Diskusi ini semakin seru dan mengundang senyum serta tawa audien ketika Kang Jalal menyampaikan presentasinya. Sebagai orang yang sengaja dihadirkan untuk mengkritisi karya Asma, Kang Jalal banyak memberikan kritik dengan cukup detil dan tajam. Menurutnya salah satu bentuk apresiasi terhadap buku ini adalah dengan memberikan kritik. Menurut kang Jalal ada beberapa kecerobohan yang dilakukan oleh Asma dalam menulis bukunya. Salah satunya adalah dalam pengutipan dan penerjemahan ayat. Ada beberapa ayat Alquran yang ia kutip tapi ketika dicek ternyata tidak sesuai. Meskipun sepele, kesalahan semacam itu bisa berakibat fatal pada validitas sebuah karya. “Tetapi sebagai sebuah karya ilmiah, buku ini sangat cocok dengan kebutuhan jaman sekarang”, lanjut kang Jalal.

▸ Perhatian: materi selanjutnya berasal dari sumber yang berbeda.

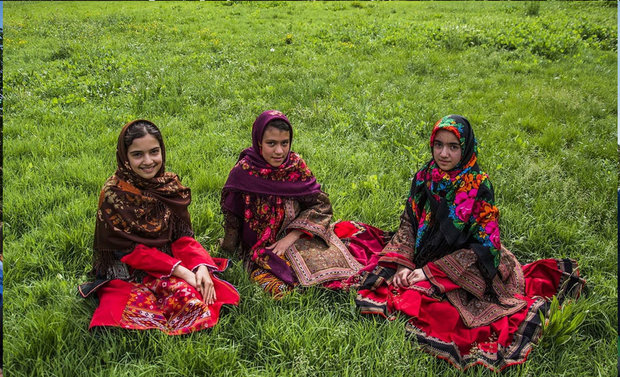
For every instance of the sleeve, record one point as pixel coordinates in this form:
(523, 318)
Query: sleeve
(192, 254)
(400, 249)
(457, 270)
(232, 233)
(314, 217)
(151, 260)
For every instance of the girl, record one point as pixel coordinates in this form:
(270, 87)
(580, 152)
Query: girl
(468, 298)
(278, 219)
(150, 271)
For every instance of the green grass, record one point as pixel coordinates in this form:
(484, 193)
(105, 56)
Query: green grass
(362, 83)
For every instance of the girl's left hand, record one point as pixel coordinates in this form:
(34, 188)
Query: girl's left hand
(280, 246)
(204, 285)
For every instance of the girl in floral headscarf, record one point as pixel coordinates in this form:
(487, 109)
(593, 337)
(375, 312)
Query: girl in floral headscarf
(277, 218)
(150, 272)
(468, 298)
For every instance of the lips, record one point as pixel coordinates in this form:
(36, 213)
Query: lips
(148, 169)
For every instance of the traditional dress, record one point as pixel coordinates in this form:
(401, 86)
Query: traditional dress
(143, 231)
(478, 304)
(262, 203)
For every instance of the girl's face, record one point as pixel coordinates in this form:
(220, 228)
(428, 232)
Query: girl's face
(144, 156)
(275, 145)
(446, 150)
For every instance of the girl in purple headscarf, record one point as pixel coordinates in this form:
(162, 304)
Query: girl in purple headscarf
(278, 220)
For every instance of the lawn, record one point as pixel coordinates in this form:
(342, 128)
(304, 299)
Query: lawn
(362, 83)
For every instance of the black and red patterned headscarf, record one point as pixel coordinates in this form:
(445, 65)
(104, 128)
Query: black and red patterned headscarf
(133, 210)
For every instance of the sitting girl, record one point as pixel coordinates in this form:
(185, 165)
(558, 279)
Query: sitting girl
(278, 220)
(468, 298)
(150, 271)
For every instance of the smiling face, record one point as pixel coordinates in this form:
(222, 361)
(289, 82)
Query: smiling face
(144, 156)
(275, 145)
(446, 150)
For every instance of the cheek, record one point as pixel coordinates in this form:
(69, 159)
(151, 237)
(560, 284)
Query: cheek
(134, 163)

Kritik lain dilontarkan pula oleh Sukidi. Ia menganggap referensi literatur buku Asma masih sangat kurang, terutama referensi literatur klasik, baik tafsir, hadis, atau yang lainnya.

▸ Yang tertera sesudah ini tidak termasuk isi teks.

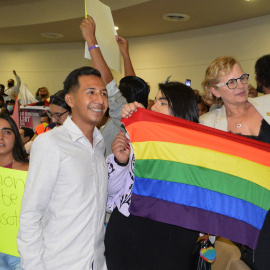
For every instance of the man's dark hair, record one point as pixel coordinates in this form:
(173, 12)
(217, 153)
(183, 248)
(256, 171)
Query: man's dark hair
(72, 81)
(133, 89)
(181, 100)
(262, 70)
(28, 132)
(17, 150)
(44, 115)
(11, 82)
(59, 100)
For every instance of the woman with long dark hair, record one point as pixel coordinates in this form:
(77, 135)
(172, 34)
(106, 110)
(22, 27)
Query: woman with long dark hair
(133, 242)
(11, 156)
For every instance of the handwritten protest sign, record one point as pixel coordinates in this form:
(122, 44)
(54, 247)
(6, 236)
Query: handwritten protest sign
(30, 116)
(12, 184)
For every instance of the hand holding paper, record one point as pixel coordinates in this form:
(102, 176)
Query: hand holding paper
(88, 28)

Pada kesempatan itu kang Jalal juga mengakui adanya diskriminasi bahasa dalam Alquran yang cenderung memihak laki-laki. Misalnya, sebagian besar khithab dalam Alquran selalu menggunakan kata ganti laki-laki. Kata ganti perempuan jarang digunakan, kecuali untuk menunjuk perempuan secara spesifik. Untuk menunjuk dua jenis kelamin sekaligus selalu digunakan kata ganti laki-laki. Karena bahasa Arab menganggap bahwa khithab laki-laki bisa mencakup perempuan sekaligus. Berbeda dengan bahasa Indonesia yang tidak mengenal perbedaan jenis kelamin dalam kata gantinya. Hal ini sekaligus mengindikasikan adanya pengaruh budaya patriarkhis Arab yang cukup kuat terhadap Alquran.

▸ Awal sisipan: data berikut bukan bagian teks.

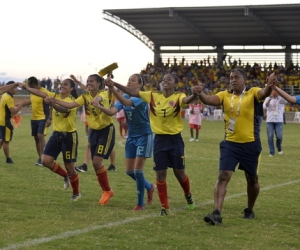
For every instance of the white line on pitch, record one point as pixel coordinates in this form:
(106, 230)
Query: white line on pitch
(122, 222)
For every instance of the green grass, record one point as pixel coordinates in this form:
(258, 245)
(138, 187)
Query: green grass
(35, 210)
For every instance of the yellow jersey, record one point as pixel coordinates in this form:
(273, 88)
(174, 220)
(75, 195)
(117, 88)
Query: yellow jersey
(165, 115)
(63, 122)
(241, 115)
(95, 118)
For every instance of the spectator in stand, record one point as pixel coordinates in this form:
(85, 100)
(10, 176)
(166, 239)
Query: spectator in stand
(195, 119)
(274, 106)
(7, 110)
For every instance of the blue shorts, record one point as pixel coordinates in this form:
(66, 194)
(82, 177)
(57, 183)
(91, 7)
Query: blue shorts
(139, 146)
(247, 155)
(6, 132)
(168, 152)
(102, 141)
(38, 127)
(62, 142)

Pengaruh budaya patriarkhi Arab bukan hanya ditemukan dalam Alquran, tapi juga dalam hadis. Hal ini diakui, baik oleh Asma dalam bukunya, maupun kang Jalal. Banyak sekali hadis yang muncul bernada diskriminatif terhadap perempuan. Misalnya hadis tentang penciptaan, kepemimpinan, dan hadis tentang penghuni neraka yang mayoritas adalah perempuan. Teks-teks semacam ini sangat berpotensi menimbulkan penafsiran agama yang diskriminatif dan misoginis. Paham penafsiran semacam itu menurut kang Jalal banyak terjadi di lingkungan sunni bukan di lingkungan syiah. Dengan nada bangga kang Jalal menampik adanya pandangan misoginis dalam tradisi Syiah. Syiah sejak awal telah menaruh Fatimah, putri nabi sebagai salah satu imam tauladan. Keteladanan Fatimah itu disebabkan keberaniannya untuk memprotes Abu Bakar yang tidak memberinya warisan kepadanya setelah wafatnya nabi. Terhadap hadis yang menceritakan tentang penghuni neraka pun, Syiah tidak menerimanya dengan leterlek. Buktinya, Imam Ja’far ketika ditanya tentang hadis tersebut justru menyatakan bagaimana mungkin mayoritas perempuan adalah penghuni neraka. Sementara dalam Alquran diceritakan bahwa dalam surga itu terdapat ‘huri’ atau bidadari yang semuanya adalah perempuan.

Dalam akhir pembicaraannya, kang Jalal menegaskan bahwa Syiah tidak memapankan adanya ketidakadilan dalam Islam. Justru Syiah sendiri adalah aliran yang selalu protes terhadap ketidadilan. Banyak Imam Syiah yang mati dalam melakukan protes itu. Ali meninggal karena menegakkan keadilan. Imam Husein meninggal karena memprotes sistem opresif di Karbala. Tetapi terlepas dari itu apa yang dilakukan oleh Asma ini sangat luar biasa. Karena ia ingin membaca Alquran secara holistik. Membaca Alquran pada konteks sejarahnya dan membawa semangatnya pada jaman sekarang.